Aquela coisa infantilóide de ser o mais popular da turma se transformou nessa rotina bitolada de cliques a esmo. Curtimos 150 vezes por dia, compartilhamos outras 50, mas não temos a capacidade de ligar pra um desses 600 amigos pra marcar uma cerveja. Damos uma importância absurda à qualidade da câmera e trocentos filtros do smartphone (que nos permitem ser ainda mais ativos nas redes), mas não somos capazes de colocarmos o danado na orelha e perguntar se o tal amigo que fica espirrando em dias frios está melhor quando o sol enfim deu as caras. Viramos essa coisa insípida, o tal admirável mundo novo – porém, cercados de status vazios, propagandas enganosas e sabedoria descartáveis.

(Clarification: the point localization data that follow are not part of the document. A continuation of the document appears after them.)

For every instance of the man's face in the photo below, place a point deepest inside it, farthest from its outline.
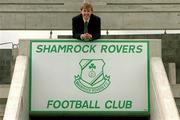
(86, 13)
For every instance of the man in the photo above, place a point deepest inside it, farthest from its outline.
(86, 26)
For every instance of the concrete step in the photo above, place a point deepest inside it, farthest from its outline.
(4, 91)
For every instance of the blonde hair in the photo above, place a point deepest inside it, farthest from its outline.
(86, 5)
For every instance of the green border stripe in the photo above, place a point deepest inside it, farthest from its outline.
(93, 113)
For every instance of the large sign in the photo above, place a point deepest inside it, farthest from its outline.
(110, 77)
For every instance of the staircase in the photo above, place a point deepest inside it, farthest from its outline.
(4, 90)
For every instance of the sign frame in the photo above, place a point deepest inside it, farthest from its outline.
(90, 113)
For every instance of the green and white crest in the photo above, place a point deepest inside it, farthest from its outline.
(92, 79)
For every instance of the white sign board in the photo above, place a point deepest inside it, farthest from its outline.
(103, 76)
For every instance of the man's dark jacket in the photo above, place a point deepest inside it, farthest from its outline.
(94, 26)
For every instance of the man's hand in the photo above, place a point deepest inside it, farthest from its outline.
(86, 36)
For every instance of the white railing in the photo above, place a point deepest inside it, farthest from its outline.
(17, 103)
(163, 106)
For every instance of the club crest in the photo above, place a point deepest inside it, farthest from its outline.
(92, 78)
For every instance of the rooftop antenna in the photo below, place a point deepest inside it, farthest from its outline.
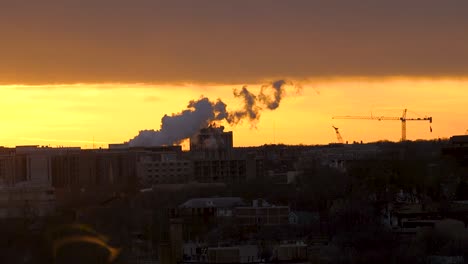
(274, 132)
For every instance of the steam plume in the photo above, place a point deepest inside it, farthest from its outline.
(202, 112)
(183, 125)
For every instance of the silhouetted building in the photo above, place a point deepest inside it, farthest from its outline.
(261, 213)
(212, 143)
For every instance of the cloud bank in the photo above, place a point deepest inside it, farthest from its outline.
(231, 41)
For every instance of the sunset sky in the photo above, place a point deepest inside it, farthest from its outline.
(77, 72)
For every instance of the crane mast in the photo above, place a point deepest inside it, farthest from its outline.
(403, 120)
(338, 135)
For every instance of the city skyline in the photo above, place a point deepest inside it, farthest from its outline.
(62, 115)
(95, 73)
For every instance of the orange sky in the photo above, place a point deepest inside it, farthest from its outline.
(77, 115)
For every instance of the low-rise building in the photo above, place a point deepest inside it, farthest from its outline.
(234, 254)
(217, 206)
(261, 213)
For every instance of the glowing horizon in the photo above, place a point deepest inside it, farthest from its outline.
(80, 114)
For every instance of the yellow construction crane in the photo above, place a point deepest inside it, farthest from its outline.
(403, 120)
(338, 135)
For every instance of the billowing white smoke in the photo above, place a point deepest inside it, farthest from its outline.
(183, 125)
(202, 112)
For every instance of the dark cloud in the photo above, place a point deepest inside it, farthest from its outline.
(228, 41)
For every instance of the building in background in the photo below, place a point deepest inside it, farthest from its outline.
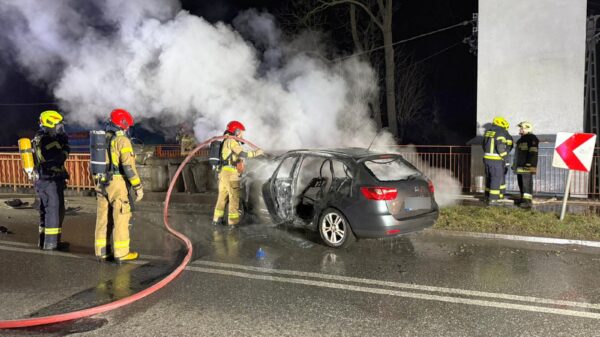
(531, 66)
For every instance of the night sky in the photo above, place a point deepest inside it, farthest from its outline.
(451, 76)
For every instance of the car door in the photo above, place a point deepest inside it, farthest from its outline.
(278, 191)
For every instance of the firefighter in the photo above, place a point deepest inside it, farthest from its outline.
(496, 145)
(113, 196)
(51, 149)
(525, 164)
(232, 155)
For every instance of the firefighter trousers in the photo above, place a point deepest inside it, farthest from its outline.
(494, 178)
(525, 181)
(229, 190)
(52, 211)
(112, 219)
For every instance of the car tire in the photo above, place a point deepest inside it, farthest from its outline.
(334, 229)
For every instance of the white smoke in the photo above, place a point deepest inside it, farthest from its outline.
(158, 61)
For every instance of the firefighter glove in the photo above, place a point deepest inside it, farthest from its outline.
(139, 192)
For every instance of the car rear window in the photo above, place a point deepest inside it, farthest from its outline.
(390, 169)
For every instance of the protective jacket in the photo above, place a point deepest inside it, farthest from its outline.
(526, 154)
(497, 143)
(229, 180)
(113, 200)
(122, 157)
(233, 153)
(51, 152)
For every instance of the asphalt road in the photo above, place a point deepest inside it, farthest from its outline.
(419, 285)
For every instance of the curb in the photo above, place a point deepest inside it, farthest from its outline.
(536, 239)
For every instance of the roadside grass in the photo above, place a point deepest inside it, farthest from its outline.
(516, 221)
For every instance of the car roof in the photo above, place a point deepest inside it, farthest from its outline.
(355, 153)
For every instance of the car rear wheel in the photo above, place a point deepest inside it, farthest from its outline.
(334, 229)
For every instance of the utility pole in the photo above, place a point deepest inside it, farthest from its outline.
(591, 122)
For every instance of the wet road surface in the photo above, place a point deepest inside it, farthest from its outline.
(419, 285)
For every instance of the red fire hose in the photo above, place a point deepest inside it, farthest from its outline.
(21, 323)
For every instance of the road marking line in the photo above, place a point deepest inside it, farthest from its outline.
(15, 243)
(456, 291)
(36, 250)
(398, 293)
(39, 251)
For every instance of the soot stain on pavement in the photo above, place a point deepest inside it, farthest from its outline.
(59, 329)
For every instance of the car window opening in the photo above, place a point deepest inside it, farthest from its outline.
(391, 170)
(319, 178)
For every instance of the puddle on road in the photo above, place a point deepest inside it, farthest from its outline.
(59, 329)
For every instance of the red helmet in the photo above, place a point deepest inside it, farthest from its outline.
(121, 118)
(233, 126)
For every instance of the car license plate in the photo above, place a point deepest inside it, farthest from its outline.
(414, 203)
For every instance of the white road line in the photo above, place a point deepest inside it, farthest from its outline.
(420, 296)
(456, 291)
(39, 251)
(15, 243)
(35, 250)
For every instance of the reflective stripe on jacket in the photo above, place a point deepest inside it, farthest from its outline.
(122, 158)
(497, 143)
(526, 154)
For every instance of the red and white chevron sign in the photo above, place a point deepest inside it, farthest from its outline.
(574, 151)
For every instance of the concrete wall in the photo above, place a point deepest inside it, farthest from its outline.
(531, 58)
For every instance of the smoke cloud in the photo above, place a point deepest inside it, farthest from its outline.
(158, 61)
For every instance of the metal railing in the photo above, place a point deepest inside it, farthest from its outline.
(437, 162)
(13, 175)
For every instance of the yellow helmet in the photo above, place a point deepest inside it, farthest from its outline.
(526, 126)
(50, 118)
(501, 122)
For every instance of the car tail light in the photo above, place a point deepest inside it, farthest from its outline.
(379, 193)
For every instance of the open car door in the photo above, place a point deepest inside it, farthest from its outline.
(278, 191)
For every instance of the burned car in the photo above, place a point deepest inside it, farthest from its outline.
(343, 194)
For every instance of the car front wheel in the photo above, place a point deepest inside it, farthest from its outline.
(334, 229)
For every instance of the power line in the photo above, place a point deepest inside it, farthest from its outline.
(463, 23)
(432, 55)
(27, 104)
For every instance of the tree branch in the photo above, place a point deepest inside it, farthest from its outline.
(326, 4)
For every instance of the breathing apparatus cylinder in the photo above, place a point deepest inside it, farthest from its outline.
(98, 151)
(26, 156)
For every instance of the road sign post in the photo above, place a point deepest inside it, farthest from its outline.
(566, 195)
(574, 152)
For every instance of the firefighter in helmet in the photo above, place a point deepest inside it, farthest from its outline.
(232, 154)
(497, 143)
(113, 195)
(525, 164)
(51, 149)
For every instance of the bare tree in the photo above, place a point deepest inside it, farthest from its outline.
(410, 85)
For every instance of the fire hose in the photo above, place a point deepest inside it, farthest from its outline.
(28, 322)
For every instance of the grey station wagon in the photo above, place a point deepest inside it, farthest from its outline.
(344, 194)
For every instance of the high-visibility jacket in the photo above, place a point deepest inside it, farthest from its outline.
(526, 154)
(232, 153)
(122, 157)
(51, 152)
(497, 143)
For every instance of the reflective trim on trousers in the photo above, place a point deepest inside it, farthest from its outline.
(122, 244)
(52, 231)
(229, 168)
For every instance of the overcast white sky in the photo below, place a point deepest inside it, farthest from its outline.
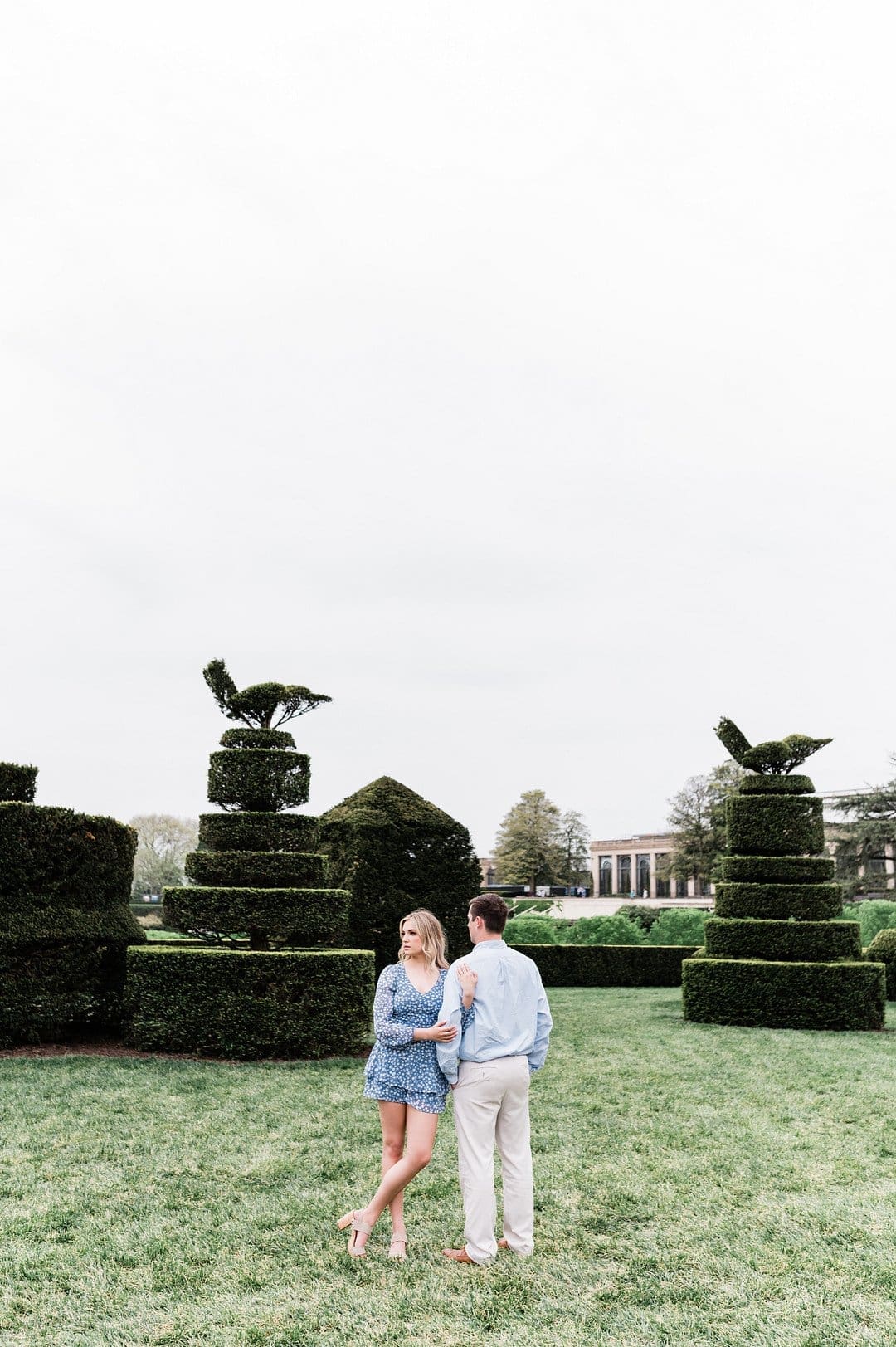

E a propagação disso tudo, feita sem pensar, não reflete aquilo que crescemos aprendendo: pensar antes de falar, procurar saber se é verdade, se perguntar se o cara do lado (e são tantos nesse universo) de fato precisa ouvir, ou ler, ou saber daquilo. No fim, nossas mãos viraram verdadeiras metralhadoras, em busca de uma visibilidade mais frequente, de discussões mais acaloradas sobre o tema do dia, essas coisas… fora da tela (grande ou pequena), nossos outros órgãos refletem a mesma urgência e estupidez: o peito ansioso por saber o que fulano escreveu no mural, a boca se presta a uma verborragia assustadora que faz do mundo seu analista, e os ouvidos praticam o desapego, ignorando a localização física do cérebro entre as duas orelhas.

Dá pra entender a asca da minha amiga. Mas acho que o problema não tem a ver com o Facebook na função de rede social (uma sociedade que não se vê, não se fala, não se cheira e não se vive é uma sociedade que a gente deve duvidar) – mas sim enquanto agente de propagação dessa rotina vazia que cada dia mais nos deprime, mas que não mexemos uma palha pra mudar. É uma pena… pernas, braços, cabeça e coração continuam, até onde imagino, com as mesmas funções que sempre tiveram nesses últimos 2000 anos.

Porém, nesse momento, com utilização bastante limitada. E a culpa é nossa.